Нередко ему приходилось видеть, как мать, устало опираясь на руку Генриха, гуляет по саду или как она приносит Генриху на ночь пахучего липового чайку для прояснения желудка, – и все это было тягостно, неловко, странно. Перед его отъездом в Кембридж Софья Дмитриевна, по-видимому, захотела что-то ему сообщить, но ей было так же неловко, как и ему, она смешалась и всего только и сказала, что, может быть, скоро напишет ему о важном событии, и действительно, Мартын зимой получил письмо, но не от нее, а от дяди, который на шести страницах, плавным почерком, в душещипательных и выспренних выражениях, уведомлял его, что венчается с Софьей Дмитриевной – очень скромно, в сельской церкви, – и только дойдя до постскриптума, Мартын понял, что свадьба уже состоялась, и мысленно поблагодарил мать за то, что она приурочила к его отсутствию тяжкое это торжество. Вместе с тем он спрашивал себя, как же теперь с нею встретится, о чем будет говорить, удастся ли ему простить ей измену. Ибо, как ни верти, это была несомненно измена по отношению к памяти отца, – а тут еще угнетала мысль, что отчимом является пухлоусый и недалекий дядя Генрих, и когда Мартын на Рождество приехал, мать принялась его обнимать и плакать, словно забыв, в угоду Генриху, обычную сдержанность, и просто некуда было деваться от торжественного покашливания отчима и его добрых растроганных глаз.

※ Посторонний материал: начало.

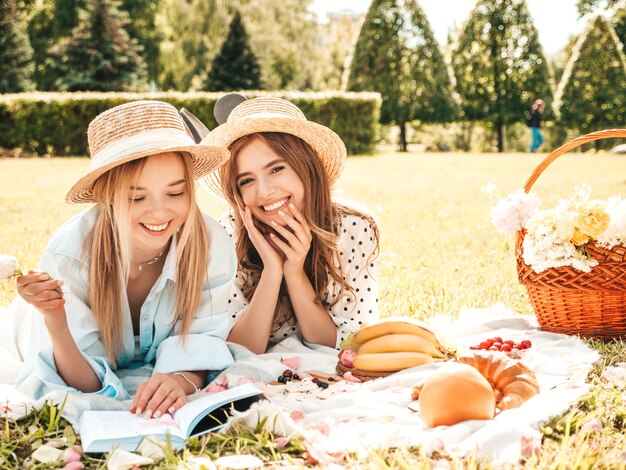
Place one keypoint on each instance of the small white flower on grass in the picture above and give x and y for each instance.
(47, 454)
(8, 267)
(123, 460)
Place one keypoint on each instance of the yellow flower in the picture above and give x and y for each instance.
(590, 220)
(579, 238)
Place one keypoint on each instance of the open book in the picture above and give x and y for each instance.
(101, 431)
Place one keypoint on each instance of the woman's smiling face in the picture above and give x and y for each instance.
(160, 202)
(266, 182)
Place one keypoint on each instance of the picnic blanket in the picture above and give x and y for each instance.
(359, 417)
(349, 417)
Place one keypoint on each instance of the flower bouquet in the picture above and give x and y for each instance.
(571, 258)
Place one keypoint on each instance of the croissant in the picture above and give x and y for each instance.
(512, 381)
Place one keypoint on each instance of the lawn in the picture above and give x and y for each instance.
(439, 253)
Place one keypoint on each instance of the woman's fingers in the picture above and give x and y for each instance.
(162, 393)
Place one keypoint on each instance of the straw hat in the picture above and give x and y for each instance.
(271, 114)
(136, 130)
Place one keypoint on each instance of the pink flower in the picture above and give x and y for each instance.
(291, 362)
(245, 380)
(74, 466)
(72, 455)
(282, 441)
(346, 357)
(351, 378)
(529, 446)
(592, 425)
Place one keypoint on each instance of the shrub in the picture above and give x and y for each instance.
(56, 123)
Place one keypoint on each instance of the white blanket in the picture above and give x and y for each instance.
(351, 417)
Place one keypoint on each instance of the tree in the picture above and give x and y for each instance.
(144, 27)
(284, 36)
(499, 65)
(99, 55)
(235, 67)
(195, 30)
(15, 51)
(397, 55)
(590, 96)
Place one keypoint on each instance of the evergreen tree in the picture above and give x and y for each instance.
(15, 51)
(235, 67)
(590, 96)
(499, 65)
(99, 55)
(397, 55)
(195, 30)
(144, 27)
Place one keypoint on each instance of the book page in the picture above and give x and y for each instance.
(120, 425)
(189, 415)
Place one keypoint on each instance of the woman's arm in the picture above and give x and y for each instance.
(253, 328)
(315, 324)
(44, 293)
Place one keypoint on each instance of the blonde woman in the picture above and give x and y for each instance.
(306, 263)
(141, 277)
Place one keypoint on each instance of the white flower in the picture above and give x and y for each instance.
(511, 213)
(8, 267)
(548, 243)
(615, 233)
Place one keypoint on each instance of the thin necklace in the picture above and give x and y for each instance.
(142, 266)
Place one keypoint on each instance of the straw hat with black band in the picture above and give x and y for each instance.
(139, 129)
(271, 114)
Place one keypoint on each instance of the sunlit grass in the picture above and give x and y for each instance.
(439, 253)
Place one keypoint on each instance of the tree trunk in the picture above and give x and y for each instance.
(500, 130)
(402, 144)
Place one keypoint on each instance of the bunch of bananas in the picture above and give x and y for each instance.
(390, 346)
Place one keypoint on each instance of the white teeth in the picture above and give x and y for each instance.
(156, 228)
(276, 205)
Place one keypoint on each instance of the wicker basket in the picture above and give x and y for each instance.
(569, 301)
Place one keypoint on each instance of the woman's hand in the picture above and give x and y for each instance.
(162, 393)
(295, 242)
(42, 292)
(271, 256)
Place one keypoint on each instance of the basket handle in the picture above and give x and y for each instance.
(572, 144)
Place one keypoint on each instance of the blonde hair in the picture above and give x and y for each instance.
(321, 214)
(110, 254)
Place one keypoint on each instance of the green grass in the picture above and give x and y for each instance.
(439, 253)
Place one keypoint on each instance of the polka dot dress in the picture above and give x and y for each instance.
(356, 249)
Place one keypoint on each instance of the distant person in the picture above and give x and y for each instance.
(534, 122)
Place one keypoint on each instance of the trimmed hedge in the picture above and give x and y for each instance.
(56, 123)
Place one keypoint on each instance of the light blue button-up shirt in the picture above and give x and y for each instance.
(204, 348)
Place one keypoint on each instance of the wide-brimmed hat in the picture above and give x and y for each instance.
(271, 114)
(139, 129)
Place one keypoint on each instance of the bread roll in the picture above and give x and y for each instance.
(454, 393)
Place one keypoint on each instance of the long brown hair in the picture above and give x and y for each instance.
(320, 213)
(110, 254)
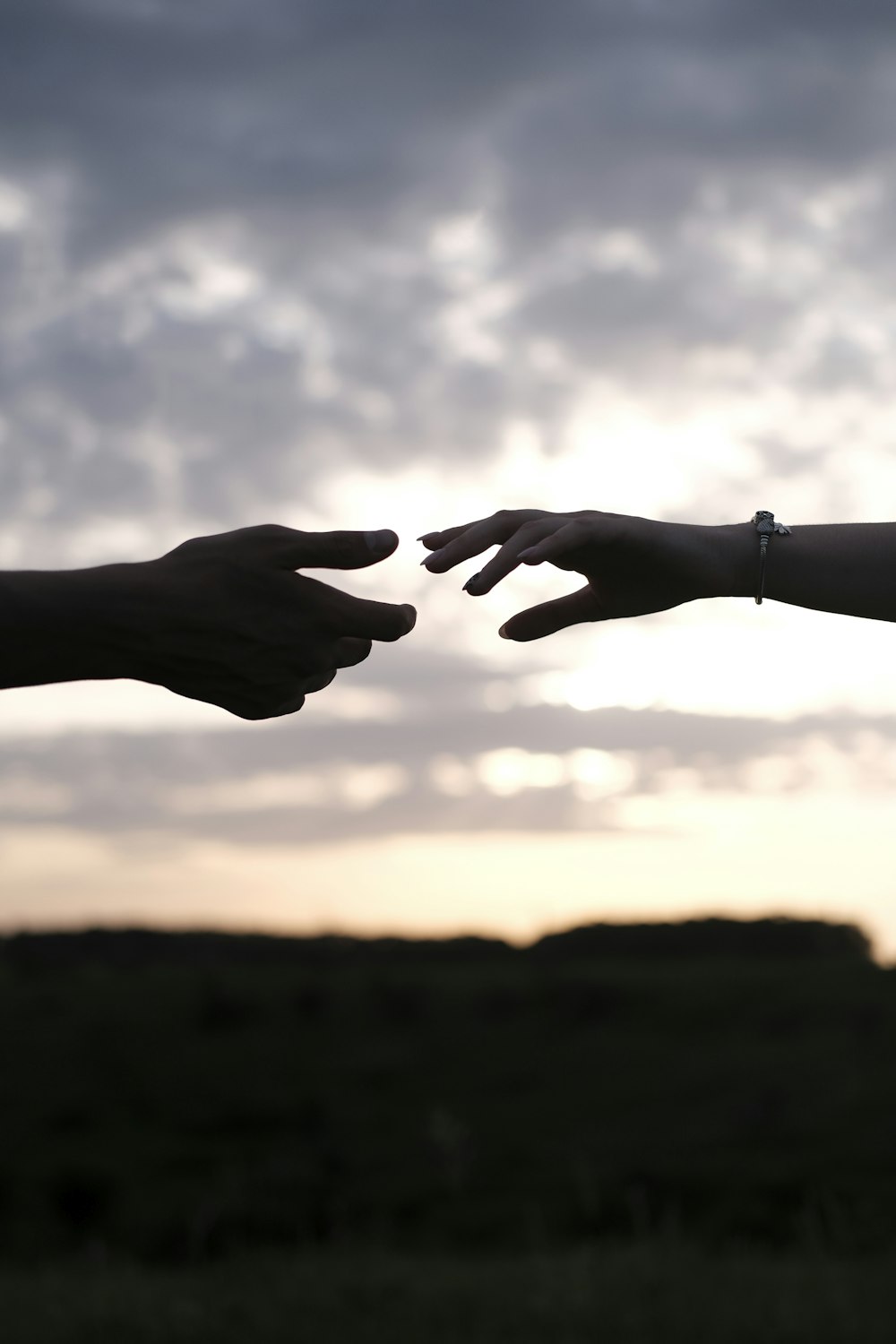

Вообще, в этот последний университетский год Мартын то и дело чуял кознодейство неких сил, упорно старающихся ему доказать, что жизнь вовсе не такая легкая, счастливая штука, какой он ее мнит. Существование Сони, постоянное внимание, которого оно вчуже требовало от его души, мучительные ее приезды, издевательский тон, который у них завелся, – все это было крайне изнурительно. Несчастная любовь, однако, не мешала ему волочиться за всякой миловидной женщиной и холодеть от счастья, когда, например, Роза, богиня кондитерской, соглашалась на поездку вдвоем в автомобиле. В этой кондитерской, очень привлекавшей студентов, пирожные были всех цветов, ярко-красные в пупырках крема, будто мухоморы, лиловые, как фиалковое мыло, и глянцевито-черные, негритянские, с белой душой. Нажирались ими до отвала, так как все хотелось добраться до чего-нибудь вкусного, поглощался один сорт за другим, пока не слипались кишки. Роза, смугло-румяная, с бархатными щеками и влажным взором, в черном платье и субреточном передничке, чрезвычайно быстро ходила по зальцу, ловко разминаясь с несущейся ей навстречу другой прислужницей. Мартын сразу обратил внимание на ее толстопалую, красную руку, которую нисколько не украшала яркая звездочка дешевого перстня, и мудро решил на ее руки больше никогда не глядеть, а сосредоточиться на длинных ресницах, которые она так хорошо опускала, когда записывала счет. Как-то, попивая жирный, сладкий шоколад, он передал ей цедулку и встретился с ней вечером под дождем, а в субботу нанял потрепанный лимузин и провел с нею ночь в старинной харчевне, верстах в пятидесяти от Кембриджа. Его несколько потрясло, но и польстило ему, что, по ее словам, это первый ее роман, – ее любовь оказалась бурной, неловкой, деревенской, и Мартын, представлявший ее себе легкомысленной и опытной сиреной, был так озадачен, что обратился за советом к Дарвину. «Вышибут из университета», – спокойно сказал Дарвин. «Глупости», – возразил Мартын, сдвинув брови. Когда же, недели через три, Роза, ставя перед ним чашку шоколада, сообщила ему быстрым шепотом, что беременна, он почувствовал, словно тот метеорит, который обыкновенно падает в пустыню Гоби, прямо угодил в него.